Nach einer Weile sagte Norma: »Bau dein Zelt auf.«
»Okay.«
»Versprochen?«
»Okay.«
»Okay … Geh und tu es gleich, damit du aus dem Regen kommst.«
»Okay … Bye, Norma.«
Ich schlug mein Zelt neben dem Picknicktisch auf. Meinen nassen Schlafsack benutzte ich nur als Kopfkissen, aber ich konnte ein bisschen schlafen. Als ich aufwachte, schien die Sonne, und ich breitete alle meine Sachen zum Trocknen auf dem Picknicktisch aus. Ich aß das Obst, das ich noch hatte – zwei Bananen und eine Birne -, ging zur Toilette und wartete, bis meine Sachen getrocknet waren. Ich las mein Buch, Ringo. Mein Ohr tat nicht mehr weh.
42
I ch stoße die Leute ab. Das muss wohl so sein. Als ich aus dem Militärkrankenhaus in Denver nach Hause kam, wurde mir klar, dass es in East Providence niemanden in meinem Alter gab, mit dem ich befreundet war. Natürlich kannte ich ein paar Leute, denen ich zunickte, wenn ich sie im Stop&Shop oder im Drugstore traf, aber was Leute angeht, die ich, sagen wir, abends anrufen oder mit denen ich ins Kino gehen konnte … solche Leute hatte ich nicht. Das ist sehr typisch für New England, dass man allein ist, auch wenn man es nicht sein möchte. Ich schätze, es beweist, dass man über der Einsamkeit steht und auf Freundschaften nicht angewiesen ist. Ich war also ein Einzelgänger, der nicht allein sein wollte. Darüber habe ich immer wieder nachgedacht, und inzwischen glaube ich, dass es eine Menge einsame Einzelgänger gibt. Wir verstehen einfach nichts von den Vorgängen des Freundschaftschließens. Vom komplizierten Einrichten einer Freundschaft. Das ist nicht einfach.

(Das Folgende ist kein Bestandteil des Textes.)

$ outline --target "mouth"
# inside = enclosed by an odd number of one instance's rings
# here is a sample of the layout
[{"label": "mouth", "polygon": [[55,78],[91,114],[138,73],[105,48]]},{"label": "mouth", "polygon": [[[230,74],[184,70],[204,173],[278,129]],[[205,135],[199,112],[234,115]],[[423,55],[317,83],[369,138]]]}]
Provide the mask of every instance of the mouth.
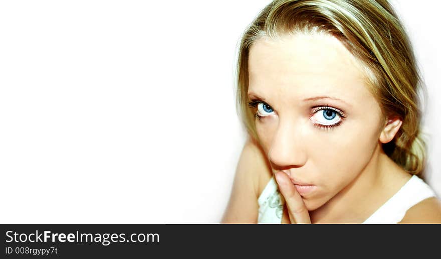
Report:
[{"label": "mouth", "polygon": [[316,186],[313,184],[300,182],[296,179],[294,179],[291,177],[291,172],[289,171],[283,171],[282,172],[286,174],[289,177],[293,184],[294,185],[297,191],[299,192],[299,193],[302,196],[311,192],[317,188]]}]

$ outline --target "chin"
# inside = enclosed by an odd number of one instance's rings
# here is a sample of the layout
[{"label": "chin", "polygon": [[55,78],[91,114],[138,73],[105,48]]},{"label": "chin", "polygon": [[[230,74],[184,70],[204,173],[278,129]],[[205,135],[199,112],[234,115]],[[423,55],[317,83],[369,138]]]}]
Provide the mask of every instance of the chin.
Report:
[{"label": "chin", "polygon": [[303,198],[303,202],[305,203],[305,206],[308,209],[308,211],[315,210],[326,203],[326,201],[323,201],[317,198]]}]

Ich verbrachte eine Menge Zeit mit Mom und Pop im Bradley Hospital. Bethany machte einfach nicht die Fortschritte, die sie sonst immer gemacht hatte. Sie reagierte auf nichts, und zum ersten Mal machte die Stimme kein Hehl aus ihrer Anwesenheit. Sie war da, fordernd, laut und furchtbar. Sie kreischte uns an, wenn wir mit Bethany allein waren. Sie beschimpfte uns mit schrecklichen Ausdrücken, eine Stimme wie eine trockene, rissige Wüste. Aber es war Wahnsinn, und das Personal im Bradley wusste, was Wahnsinn war, und deshalb gingen sie verständnisvoll mit Bethany um und trösteten uns.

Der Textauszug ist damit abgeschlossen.